North Korea appears to be still expanding operations at its main nuclear site, the UN atomic watchdog indicated on Thursday.

The statement by the head of the International Atomic Energy Agency (IAEA) is a further sign that North Korea is pressing ahead with its atomic activities despite pressure from the United States for it to scrap its nuclear weapons program.

At a summit in June, U.S. President Donald Trump and North Korean leader Kim Jong-un pledged to work toward the complete denuclearization of the Korean Peninsula.

Since then, North Korea appears to have begun dismantling a pair of missile testing and launching facilities, according to a report published by North Korea analysis website 38 North in July. But UN experts have warned the country has not moved toward the sort of full, irreversible denuclearization program Washington has called for.

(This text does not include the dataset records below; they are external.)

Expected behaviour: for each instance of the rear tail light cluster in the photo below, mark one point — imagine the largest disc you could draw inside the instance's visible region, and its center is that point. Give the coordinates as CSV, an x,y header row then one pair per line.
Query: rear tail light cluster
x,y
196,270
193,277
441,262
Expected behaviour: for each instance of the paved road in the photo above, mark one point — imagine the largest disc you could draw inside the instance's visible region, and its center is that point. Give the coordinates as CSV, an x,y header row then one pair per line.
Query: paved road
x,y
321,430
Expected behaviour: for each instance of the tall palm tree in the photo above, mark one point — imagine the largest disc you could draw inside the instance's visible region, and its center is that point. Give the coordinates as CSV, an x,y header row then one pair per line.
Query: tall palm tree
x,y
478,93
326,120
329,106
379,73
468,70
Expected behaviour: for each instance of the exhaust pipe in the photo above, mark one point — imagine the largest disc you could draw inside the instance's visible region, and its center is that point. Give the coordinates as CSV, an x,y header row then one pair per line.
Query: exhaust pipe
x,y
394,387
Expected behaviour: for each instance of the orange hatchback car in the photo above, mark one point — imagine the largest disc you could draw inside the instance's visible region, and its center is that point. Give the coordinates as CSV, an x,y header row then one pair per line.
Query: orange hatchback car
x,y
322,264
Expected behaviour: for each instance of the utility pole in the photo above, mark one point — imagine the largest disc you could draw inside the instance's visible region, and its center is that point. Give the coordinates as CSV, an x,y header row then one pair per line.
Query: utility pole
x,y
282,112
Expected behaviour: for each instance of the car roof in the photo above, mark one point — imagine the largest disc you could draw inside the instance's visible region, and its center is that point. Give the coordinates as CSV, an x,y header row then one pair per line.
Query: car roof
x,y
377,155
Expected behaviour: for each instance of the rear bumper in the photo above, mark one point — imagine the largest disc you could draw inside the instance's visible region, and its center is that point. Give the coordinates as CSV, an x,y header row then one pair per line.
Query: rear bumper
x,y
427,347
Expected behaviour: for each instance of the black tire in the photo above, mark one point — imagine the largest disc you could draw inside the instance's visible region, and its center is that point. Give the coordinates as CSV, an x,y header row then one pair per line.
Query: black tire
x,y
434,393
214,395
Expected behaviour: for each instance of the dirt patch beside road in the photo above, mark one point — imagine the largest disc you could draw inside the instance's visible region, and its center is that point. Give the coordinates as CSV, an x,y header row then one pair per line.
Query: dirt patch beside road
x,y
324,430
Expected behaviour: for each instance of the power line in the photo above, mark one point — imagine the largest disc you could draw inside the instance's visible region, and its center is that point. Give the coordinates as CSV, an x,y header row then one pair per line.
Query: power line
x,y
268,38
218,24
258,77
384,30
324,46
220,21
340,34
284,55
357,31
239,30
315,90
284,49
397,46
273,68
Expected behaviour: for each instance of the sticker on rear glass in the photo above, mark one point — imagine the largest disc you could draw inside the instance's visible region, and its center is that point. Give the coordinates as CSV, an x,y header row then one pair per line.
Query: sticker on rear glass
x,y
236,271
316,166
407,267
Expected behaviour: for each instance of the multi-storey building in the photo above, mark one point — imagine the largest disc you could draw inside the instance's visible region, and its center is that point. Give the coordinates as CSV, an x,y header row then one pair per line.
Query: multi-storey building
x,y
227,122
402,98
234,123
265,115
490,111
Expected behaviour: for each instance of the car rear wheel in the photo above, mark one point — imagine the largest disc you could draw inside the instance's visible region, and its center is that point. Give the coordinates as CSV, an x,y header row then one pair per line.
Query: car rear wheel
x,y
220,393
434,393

At Yongbyon, North Korea's main nuclear facility that is widely believed to have provided fissile material for its bombs, components appear to have been brought into a light-water reactor being built there, IAEA chief Yukiya Amano said.

"At the light-water reactor, the agency also observed activities consistent with the fabrication of reactor components and the possible transfer of these components into the reactor building," Amano said in a statement to the IAEA's board of governors, reporting on the period since August.

No access for monitors since 2009

The IAEA has not had access to North Korea since 2009 and mainly monitors activities there through satellite imagery, meaning it cannot confirm its observations.

North Korea also appeared to have continued work at the nearby Kuryong River that it dammed last year to increase the supply of water available for cooling the planned reactor or the existing experimental one, which has an output capacity of five megawatts.

"Further activities were observed near the Kuryong River. These may be related to changes to the cooling infrastructure for the five-megawatt reactor and the light-water reactor," Amano said, adding that the experimental reactor was likely shut down while some of those unspecified activities were carried out.

Apart from an annual report on developments in North Korea, the IAEA does not normally comment on what it sees there, suggesting that Amano's comments were aimed at illustrating the continued activity at Yongbyon.